Newer drugs, like biologics (e.g., TNF alpha inhibitors) and COX-2 inhibitors (e.g., NSAIDs such as Vioxx®) try to unscrew just a single lightbulb, leaving hundreds of other inflammatory actors untouched. The results are drugs that are often not efficient (NSAIDs) or are efficient in only a limited number of cases (biologics). Furthermore, turning off a light bulb completely not only suppresses its role in inflammation, but can also eliminate its role in homeostasis since so many of these cytokines have a housekeeping role in their basal expression levels. The other current approaches seem to suffer from similar defaults.

How Corticosteroids Work

What’s the alternative, if any? The answer lies in understanding how corticosteroids work and why they work so well. Corticosteroids affect more inflammatory actors than any of the alternative therapies and they can be administered in almost every imaginable way—as a pill, an inhaler, a nasal spray, cream or injection. Furthermore, they are inexpensive to manufacture because they are synthetic. Therefore, what the market needs is something that works as well as steroids, can be administered as diversely, does not cost tens of thousands of dollars a year, and offers a better safety profile.

Cascade Reaction

One solution that may prove promising is to remember that inflammation is indeed a cascade reaction. It starts with a trigger (and there are many triggers out there); then the first light bulb is lit, which lights the next one, and the next one, etc. In other words, the tree does not switch itself on at once but gradually. By focusing on one of the earliest light bulbs, a family of enzymes known as PLA2, one can dim the tree, affecting dozens of measurable inflammatory mediators but without switching them off completely and hence, avoiding the toxicity associated with steroids. A synthetic, easy-to-formulate class of drug targeting, the PLA2 family is currently in clinical studies in man.
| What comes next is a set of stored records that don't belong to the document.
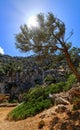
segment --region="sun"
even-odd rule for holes
[[[27,21],[27,25],[29,28],[38,27],[39,25],[38,25],[37,17],[36,16],[29,17],[29,19]]]

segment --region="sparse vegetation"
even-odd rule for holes
[[[72,78],[68,78],[68,81],[65,83],[60,82],[56,84],[51,84],[47,87],[39,86],[31,88],[29,92],[26,93],[24,96],[24,103],[22,103],[21,105],[16,107],[16,109],[14,109],[12,112],[10,112],[8,114],[8,119],[22,120],[29,116],[34,116],[42,110],[51,107],[52,103],[49,99],[49,93],[59,93],[64,91],[64,88],[66,88],[66,85],[68,83],[70,83],[69,88],[71,88],[72,83],[74,83],[76,80],[75,78],[73,80],[74,76],[70,75],[70,77]]]

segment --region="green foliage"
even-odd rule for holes
[[[75,75],[73,75],[73,74],[69,75],[68,80],[67,80],[65,86],[63,87],[63,90],[68,91],[76,81],[77,81],[77,79],[76,79]]]
[[[56,84],[51,84],[47,87],[37,86],[35,88],[31,88],[29,92],[26,93],[24,96],[24,103],[22,103],[12,112],[10,112],[8,114],[8,119],[25,119],[29,116],[36,115],[44,109],[49,108],[50,106],[52,106],[51,101],[48,98],[49,94],[67,91],[71,88],[72,84],[75,81],[75,76],[70,75],[67,82],[59,82]]]
[[[39,122],[39,124],[38,124],[38,128],[39,128],[39,129],[42,129],[43,126],[45,126],[45,122],[44,122],[44,120],[41,120],[41,121]]]
[[[48,76],[46,76],[44,81],[47,83],[47,85],[49,85],[51,83],[55,83],[56,80],[55,80],[55,78],[53,76],[48,75]]]

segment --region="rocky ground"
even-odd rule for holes
[[[57,105],[17,122],[6,120],[12,109],[0,108],[0,130],[80,130],[80,110],[72,111],[72,105]]]
[[[80,100],[74,104],[78,110],[73,110],[73,98],[80,99],[80,84],[67,93],[50,95],[55,106],[44,110],[34,117],[20,121],[7,120],[7,114],[16,104],[0,106],[0,130],[80,130]]]

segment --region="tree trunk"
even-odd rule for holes
[[[70,54],[68,53],[67,48],[65,48],[64,53],[65,53],[65,58],[66,58],[66,60],[68,62],[68,65],[69,65],[70,69],[73,71],[73,73],[75,74],[77,80],[80,82],[80,73],[77,71],[74,64],[72,63],[71,57],[70,57]]]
It’s still early to speculate, but if upcoming results in patients are indeed promising, it is very likely that by focusing on this unique and logical approach a real alternative to steroids may have been discovered. Walk into your local pharmacy and see for yourself how many drugs contain steroids. If PLA2 modulation is indeed a viable steroid alternative then the future looks very bright indeed.

Yuval Cohen ([email protected]) is president of Morria Biopharmaceuticals. Web: www.morria.com.